Recommendations of the Editorial team
Today you can no longer imagine Phil Collins and John Cale playing on an album together. In 1975 the world was different. And there are actually two records where they do that.
Cale had recorded “Slow Dazzle” in the spring, the album with the chilling version of Elvis Presley’s “Heartbreak Hotel” with Brian Eno on the synthesizer. In the summer of ’75, Cale was in London, where he was a guest of John Peel and worked with Eno on his sixth solo album “Helen Of Troy”, which would ultimately lead to a break between the former singer, composer and viola player of the New York cult band Velvet Underground and his label Island Records.
But first Cale needed a drummer – Eno referred Collins, whom he knew from “The Lamb Lies Down On Broadway”, the epochal double album by the prog rock band Genesis and the last with singer Peter Gabriel, to whose recordings Eno had contributed a few synthesizer parts and electronic effects.
So Collins drums on the controversial Cale album, whose morbid climax, “Leaving It Up To You”, was removed from the album by the record company without Cale’s consent – because it talked about Sharon Tate, Nazis and tanks. And because Collins still had some time left before he moved from the drum stool to the vocal mic at Genesis, he joined Eno and Cale in the studio again in late summer to help record Eno’s third regular solo album after the split from Roxy Music.
Robert Fripp was inspired by a generator
This is about this strange moment, the meeting of three very different musicians who later never got together again. The resulting record was released 40 years ago at the end of September as “Another Green World”. A turning point for Eno, a finger exercise for the other two.
The album opens with the sawing instrumental “Sky Saw,” which features Percy Jones playing a nice growling fretless bass and Cale playing viola. You can hear Phil Collins playing in the background – and clearly trained in jazz rock. In the second track, “Over Fire Island,” Collins keeps a swinging beat over which the bass and Eno’s warm synth waves bounce.
Robert Fripp, Eno’s old friend and King Crimson guitarist, joins them later, with whom he will continue immediately after these recordings – the resulting album is called “Evening Star”. On “Another Green World,” Fripp’s “wimshurst guitar” sounds particularly majestic and high-pitched; Eno had wanted a sound that imitated alternating current, whatever that sounded like, Fripp translated the wish into his nimble fidgeting, which he called “wimshurst,” based on the name of a generator that was standing around in the studio.
Eno, not a great singer, but with a strangely clear, almost sober voice, only sings on four of the 13 pieces (most beautifully on “I’ll Come Running”). Many of the tracks are small sketches, lovely electronic miniatures, ghostly cavalry etudes and instrumentals that use scurrying percussions, ancient Hammond organs, Cale’s viola and various “unnatural sounds”.

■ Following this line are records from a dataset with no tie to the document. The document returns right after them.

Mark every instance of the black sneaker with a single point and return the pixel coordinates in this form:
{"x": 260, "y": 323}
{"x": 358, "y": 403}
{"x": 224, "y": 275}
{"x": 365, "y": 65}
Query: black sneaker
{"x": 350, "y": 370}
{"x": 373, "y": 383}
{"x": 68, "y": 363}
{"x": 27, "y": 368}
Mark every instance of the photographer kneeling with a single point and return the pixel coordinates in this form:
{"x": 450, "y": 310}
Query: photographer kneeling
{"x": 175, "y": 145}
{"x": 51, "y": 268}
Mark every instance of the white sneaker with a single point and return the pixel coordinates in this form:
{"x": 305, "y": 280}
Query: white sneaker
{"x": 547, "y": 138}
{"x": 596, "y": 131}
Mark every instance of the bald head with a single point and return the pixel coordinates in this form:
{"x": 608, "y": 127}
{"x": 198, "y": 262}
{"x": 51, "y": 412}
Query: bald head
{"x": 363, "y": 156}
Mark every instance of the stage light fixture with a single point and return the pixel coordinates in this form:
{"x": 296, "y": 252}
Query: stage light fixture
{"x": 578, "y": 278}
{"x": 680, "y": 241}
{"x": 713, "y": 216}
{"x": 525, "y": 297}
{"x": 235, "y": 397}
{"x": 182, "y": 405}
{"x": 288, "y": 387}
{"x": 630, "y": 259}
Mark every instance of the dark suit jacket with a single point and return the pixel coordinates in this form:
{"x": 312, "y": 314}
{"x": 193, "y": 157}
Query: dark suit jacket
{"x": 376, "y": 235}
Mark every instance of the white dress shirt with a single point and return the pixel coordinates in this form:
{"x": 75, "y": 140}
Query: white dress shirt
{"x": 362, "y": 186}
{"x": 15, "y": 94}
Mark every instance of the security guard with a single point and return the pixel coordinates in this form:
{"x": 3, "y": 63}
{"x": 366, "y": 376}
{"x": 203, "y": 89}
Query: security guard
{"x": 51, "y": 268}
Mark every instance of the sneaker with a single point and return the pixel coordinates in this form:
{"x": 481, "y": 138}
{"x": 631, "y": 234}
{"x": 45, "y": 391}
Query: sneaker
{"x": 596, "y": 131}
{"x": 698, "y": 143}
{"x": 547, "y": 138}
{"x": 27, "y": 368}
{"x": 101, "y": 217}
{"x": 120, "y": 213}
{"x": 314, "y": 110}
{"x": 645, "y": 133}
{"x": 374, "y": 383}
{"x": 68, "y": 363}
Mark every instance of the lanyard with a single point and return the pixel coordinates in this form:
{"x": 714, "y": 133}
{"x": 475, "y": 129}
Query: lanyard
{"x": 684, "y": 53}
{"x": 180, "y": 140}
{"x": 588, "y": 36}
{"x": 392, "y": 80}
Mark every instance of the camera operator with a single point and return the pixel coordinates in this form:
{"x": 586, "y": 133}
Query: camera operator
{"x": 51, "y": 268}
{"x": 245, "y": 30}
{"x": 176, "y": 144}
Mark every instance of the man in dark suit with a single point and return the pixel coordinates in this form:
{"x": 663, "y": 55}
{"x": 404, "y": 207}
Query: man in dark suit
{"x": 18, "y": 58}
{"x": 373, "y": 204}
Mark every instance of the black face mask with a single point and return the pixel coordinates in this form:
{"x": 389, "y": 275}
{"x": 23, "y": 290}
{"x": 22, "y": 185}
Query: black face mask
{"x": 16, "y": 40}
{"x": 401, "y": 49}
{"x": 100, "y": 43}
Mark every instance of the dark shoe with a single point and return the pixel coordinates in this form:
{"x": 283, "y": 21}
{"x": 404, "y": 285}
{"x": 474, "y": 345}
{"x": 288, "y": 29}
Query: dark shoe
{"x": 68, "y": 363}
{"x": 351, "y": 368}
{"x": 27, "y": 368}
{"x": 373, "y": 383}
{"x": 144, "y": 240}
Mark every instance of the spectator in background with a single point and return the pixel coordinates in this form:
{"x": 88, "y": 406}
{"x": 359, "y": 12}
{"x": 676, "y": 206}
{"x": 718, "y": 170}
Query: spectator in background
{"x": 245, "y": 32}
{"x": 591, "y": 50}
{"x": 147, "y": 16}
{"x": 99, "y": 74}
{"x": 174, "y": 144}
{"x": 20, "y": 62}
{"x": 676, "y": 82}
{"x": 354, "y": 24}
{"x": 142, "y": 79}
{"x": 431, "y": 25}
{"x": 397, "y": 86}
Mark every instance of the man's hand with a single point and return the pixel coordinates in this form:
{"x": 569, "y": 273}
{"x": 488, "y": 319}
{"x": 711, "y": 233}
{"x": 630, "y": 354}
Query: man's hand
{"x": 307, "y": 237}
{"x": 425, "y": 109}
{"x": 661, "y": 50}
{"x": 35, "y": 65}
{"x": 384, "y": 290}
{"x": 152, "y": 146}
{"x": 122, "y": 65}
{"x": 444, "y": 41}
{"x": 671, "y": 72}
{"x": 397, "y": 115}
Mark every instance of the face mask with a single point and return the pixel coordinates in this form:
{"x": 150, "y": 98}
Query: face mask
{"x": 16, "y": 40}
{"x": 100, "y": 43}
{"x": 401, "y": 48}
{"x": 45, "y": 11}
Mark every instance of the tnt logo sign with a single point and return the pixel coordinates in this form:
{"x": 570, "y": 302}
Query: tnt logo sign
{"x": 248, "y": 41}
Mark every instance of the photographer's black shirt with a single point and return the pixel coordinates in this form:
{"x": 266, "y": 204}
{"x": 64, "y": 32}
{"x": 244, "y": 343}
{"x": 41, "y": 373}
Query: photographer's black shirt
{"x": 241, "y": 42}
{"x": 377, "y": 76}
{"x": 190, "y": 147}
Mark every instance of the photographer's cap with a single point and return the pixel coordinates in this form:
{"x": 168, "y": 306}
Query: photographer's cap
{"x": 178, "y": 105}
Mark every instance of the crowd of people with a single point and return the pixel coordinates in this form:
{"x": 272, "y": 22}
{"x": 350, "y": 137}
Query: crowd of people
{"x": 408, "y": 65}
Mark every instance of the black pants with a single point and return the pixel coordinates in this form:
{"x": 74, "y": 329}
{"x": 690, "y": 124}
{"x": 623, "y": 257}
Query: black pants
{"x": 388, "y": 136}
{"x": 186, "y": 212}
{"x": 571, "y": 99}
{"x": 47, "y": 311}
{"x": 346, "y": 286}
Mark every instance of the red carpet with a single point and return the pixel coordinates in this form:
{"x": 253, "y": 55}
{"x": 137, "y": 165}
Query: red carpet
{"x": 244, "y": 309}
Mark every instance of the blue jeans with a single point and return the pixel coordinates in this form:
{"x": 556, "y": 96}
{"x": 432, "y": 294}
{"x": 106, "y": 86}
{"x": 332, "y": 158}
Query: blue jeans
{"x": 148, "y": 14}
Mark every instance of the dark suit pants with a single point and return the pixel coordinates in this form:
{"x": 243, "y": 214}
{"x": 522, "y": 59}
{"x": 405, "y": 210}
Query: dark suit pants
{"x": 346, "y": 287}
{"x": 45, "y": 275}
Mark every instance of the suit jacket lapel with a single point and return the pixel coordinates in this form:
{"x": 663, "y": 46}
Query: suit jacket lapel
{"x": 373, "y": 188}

It has nothing at all to do with Roxy Music’s megalomaniacal glam rock, it doesn’t have much to do with rock at all. Eno also emancipates himself from his own history, from his first two solo albums. He prepares for “Another Green World” what he will present pure and limitless for the first time a year later on “Discreet Music”: the constantly wavering, only minimally moving ambient sound, of which Eno is considered to be the inventor. He also included David Bowie – in January 1977, “Low” was released, the first album from Bowie’s Berlin trilogy, on the second side of which you can only hear instrumentals strongly influenced by Eno.
Critics had mixed feelings about “Another Green World” 50 years ago. Charley Walters wrote in ROLLING STONE of a “great triumph”, Lester Bangs in the “Village Voice” of “lulling music” and the “conceptual burden” that dominates the album.
From ambient music to David Bowie to U2
Today, 50 years later, “Another Green World” stands as a hinge between the exalted, expressive, rock-influenced Eno and the esoteric, sound-focused, minimalist Eno. In the following years, Eno became an incredibly successful producer (Ultravox, Talking Heads, David Bowie, U2) and designer of sophisticated background music (“Music For Films”, “Music For Airports”, etc.). He was never again as delicate, fragile and inclined towards pop as on “Another Green World”. And the unlikely meeting of musicians Brian Eno, John Cale and Phil Collins only lasted one summer.